US President Barack Obama and his family visited South Africa's bleak former prison of Robben Island on Sunday to pay tribute to ex-inmate Nelson Mandela, now critically ill in hospital. Obama was expected to later cite the legacy of Mandela, who was imprisoned on the windswept island for most of the 27 years he spent in jail before becoming the country's first black president, in a speech at the University of Cape Town.
Current South African President Jacob Zuma was also held at the notorious jail off Cape Town's coast under the apartheid regime, which ended in 1994 with Mandela's election victory.
In sunny weather, the US president flew by helicopter with his family to the island, which is surrounded by the frigid, shark-infested waters of the South Atlantic.

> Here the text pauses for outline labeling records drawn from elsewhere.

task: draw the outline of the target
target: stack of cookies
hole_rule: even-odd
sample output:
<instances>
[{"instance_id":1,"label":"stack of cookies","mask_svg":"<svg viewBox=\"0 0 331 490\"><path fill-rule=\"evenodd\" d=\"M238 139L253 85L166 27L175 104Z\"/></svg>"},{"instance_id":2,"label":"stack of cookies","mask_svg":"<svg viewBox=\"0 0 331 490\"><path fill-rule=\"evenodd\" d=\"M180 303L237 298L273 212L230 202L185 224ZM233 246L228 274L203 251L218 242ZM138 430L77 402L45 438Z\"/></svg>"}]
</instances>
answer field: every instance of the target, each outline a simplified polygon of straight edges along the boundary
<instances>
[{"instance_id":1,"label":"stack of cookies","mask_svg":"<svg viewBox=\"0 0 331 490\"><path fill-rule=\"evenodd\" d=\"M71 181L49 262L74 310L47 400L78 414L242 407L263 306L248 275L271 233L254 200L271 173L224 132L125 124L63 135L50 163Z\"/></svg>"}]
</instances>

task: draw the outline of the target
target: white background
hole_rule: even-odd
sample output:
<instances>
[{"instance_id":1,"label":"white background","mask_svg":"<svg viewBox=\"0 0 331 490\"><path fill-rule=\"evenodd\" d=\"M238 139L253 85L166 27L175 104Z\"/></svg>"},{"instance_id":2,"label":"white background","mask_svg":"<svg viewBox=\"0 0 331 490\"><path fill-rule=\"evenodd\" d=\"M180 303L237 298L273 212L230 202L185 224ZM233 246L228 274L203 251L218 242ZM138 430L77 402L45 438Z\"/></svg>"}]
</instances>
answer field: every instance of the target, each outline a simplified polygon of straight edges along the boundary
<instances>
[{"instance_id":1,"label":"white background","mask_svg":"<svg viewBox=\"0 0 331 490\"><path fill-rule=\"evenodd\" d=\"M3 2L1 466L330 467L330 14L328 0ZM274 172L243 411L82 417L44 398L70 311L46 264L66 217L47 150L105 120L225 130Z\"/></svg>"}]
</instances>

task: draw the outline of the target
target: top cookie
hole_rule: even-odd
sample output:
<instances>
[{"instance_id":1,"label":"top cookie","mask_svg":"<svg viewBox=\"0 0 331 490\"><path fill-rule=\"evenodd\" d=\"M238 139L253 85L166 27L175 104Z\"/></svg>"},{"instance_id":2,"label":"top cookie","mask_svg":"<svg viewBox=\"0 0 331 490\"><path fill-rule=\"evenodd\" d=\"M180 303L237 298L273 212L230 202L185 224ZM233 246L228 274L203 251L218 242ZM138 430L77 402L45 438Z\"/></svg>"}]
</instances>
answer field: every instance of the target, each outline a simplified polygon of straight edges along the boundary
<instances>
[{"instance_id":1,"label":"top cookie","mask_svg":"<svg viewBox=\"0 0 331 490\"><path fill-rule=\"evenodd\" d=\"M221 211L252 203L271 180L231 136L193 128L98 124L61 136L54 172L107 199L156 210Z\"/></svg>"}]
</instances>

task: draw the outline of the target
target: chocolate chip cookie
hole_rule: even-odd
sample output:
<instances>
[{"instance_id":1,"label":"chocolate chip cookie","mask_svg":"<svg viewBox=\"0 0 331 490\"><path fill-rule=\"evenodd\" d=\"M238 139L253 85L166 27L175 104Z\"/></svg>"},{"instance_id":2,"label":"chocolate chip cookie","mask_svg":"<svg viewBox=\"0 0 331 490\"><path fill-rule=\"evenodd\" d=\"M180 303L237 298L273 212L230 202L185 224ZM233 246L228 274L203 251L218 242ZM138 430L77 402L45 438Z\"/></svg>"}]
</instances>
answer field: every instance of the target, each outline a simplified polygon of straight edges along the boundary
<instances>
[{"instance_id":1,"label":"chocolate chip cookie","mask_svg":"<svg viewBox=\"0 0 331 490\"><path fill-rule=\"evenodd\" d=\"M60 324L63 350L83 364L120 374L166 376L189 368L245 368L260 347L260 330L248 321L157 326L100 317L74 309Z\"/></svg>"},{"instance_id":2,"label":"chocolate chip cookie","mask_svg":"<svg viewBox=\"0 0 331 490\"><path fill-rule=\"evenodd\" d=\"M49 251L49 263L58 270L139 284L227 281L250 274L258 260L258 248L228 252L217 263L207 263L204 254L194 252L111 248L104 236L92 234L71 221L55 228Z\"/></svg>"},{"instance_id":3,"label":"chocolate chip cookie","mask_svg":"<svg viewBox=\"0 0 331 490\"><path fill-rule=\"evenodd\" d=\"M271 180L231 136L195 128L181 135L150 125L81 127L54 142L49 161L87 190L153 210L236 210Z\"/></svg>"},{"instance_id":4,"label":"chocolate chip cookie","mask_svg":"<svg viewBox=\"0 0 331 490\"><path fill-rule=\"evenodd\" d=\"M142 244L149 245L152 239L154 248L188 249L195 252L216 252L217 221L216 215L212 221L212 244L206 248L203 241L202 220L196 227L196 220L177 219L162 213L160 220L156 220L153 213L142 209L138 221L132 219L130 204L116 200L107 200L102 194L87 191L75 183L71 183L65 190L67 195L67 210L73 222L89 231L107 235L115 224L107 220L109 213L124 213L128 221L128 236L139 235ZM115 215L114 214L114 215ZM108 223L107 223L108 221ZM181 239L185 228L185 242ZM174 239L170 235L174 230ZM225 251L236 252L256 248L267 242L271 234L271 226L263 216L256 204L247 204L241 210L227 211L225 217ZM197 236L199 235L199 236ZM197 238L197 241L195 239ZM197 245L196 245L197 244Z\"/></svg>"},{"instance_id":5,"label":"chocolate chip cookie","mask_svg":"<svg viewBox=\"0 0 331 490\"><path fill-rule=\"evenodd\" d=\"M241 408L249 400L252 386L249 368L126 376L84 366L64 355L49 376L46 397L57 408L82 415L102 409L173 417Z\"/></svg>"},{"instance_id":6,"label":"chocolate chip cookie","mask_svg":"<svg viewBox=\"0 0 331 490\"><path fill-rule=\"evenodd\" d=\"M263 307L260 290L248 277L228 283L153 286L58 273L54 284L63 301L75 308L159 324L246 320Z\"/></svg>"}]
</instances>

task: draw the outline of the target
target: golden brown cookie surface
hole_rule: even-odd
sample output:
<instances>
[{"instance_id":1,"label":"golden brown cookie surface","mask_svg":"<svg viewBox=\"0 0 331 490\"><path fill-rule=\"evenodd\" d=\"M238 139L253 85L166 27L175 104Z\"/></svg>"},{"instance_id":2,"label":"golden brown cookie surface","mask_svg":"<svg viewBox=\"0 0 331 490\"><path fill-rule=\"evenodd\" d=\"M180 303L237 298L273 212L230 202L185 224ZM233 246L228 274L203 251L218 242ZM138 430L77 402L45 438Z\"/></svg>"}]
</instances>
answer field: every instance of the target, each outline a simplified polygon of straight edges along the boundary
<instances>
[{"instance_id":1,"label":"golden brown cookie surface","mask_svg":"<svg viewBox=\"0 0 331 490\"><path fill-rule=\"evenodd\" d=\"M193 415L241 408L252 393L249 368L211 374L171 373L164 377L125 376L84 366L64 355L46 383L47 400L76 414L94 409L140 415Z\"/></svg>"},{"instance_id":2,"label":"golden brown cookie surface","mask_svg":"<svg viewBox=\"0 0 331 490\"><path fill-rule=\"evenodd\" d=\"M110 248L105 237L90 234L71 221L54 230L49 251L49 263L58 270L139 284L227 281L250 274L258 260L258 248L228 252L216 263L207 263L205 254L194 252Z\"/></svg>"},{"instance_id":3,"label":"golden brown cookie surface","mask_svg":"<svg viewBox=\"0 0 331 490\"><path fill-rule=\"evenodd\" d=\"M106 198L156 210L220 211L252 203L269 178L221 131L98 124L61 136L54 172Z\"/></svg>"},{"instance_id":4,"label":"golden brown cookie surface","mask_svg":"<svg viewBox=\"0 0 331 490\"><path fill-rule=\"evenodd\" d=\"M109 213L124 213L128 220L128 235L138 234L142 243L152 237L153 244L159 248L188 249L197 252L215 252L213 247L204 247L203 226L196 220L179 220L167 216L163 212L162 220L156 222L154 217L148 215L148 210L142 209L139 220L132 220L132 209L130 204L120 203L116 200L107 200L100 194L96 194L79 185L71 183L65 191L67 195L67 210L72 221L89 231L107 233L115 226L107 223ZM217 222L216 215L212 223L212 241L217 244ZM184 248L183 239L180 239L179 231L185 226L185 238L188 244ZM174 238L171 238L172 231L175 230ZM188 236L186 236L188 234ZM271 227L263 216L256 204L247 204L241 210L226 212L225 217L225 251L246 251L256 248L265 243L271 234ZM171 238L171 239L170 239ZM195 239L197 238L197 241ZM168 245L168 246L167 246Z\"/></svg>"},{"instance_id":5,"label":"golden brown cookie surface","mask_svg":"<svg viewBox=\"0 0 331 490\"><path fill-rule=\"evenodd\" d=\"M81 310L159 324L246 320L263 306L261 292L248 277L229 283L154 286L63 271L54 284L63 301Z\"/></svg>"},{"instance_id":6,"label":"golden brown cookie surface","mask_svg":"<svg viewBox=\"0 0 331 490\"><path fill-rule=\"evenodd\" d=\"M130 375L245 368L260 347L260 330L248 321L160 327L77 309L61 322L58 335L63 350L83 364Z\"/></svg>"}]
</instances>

His party drove a short distance to the former prison's lime quarry, where Mandela and other prisoners toiled for years.
Their guide, 83-year-old former inmate and anti-apartheid activist Ahmed Kathrada, spoke about his time there with Mandela and other African National Congress prisoners.
Obama told his daughters the idea of non-violent resistance, an important tactic in the US civil rights movement, had taken root in South Africa where its chief proponent Mahatma Gandhi worked as a lawyer before returning to India.
On Robben Island, Obama also again visited Mandela's cell, repeating a previous visit he made as a US senator in 2006.
After touring the former prison, Obama and his wife Michelle signed a guest book in which Obama wrote: "On behalf of our family we're deeply humbled to stand where men of such courage faced down injustice and refused to yield.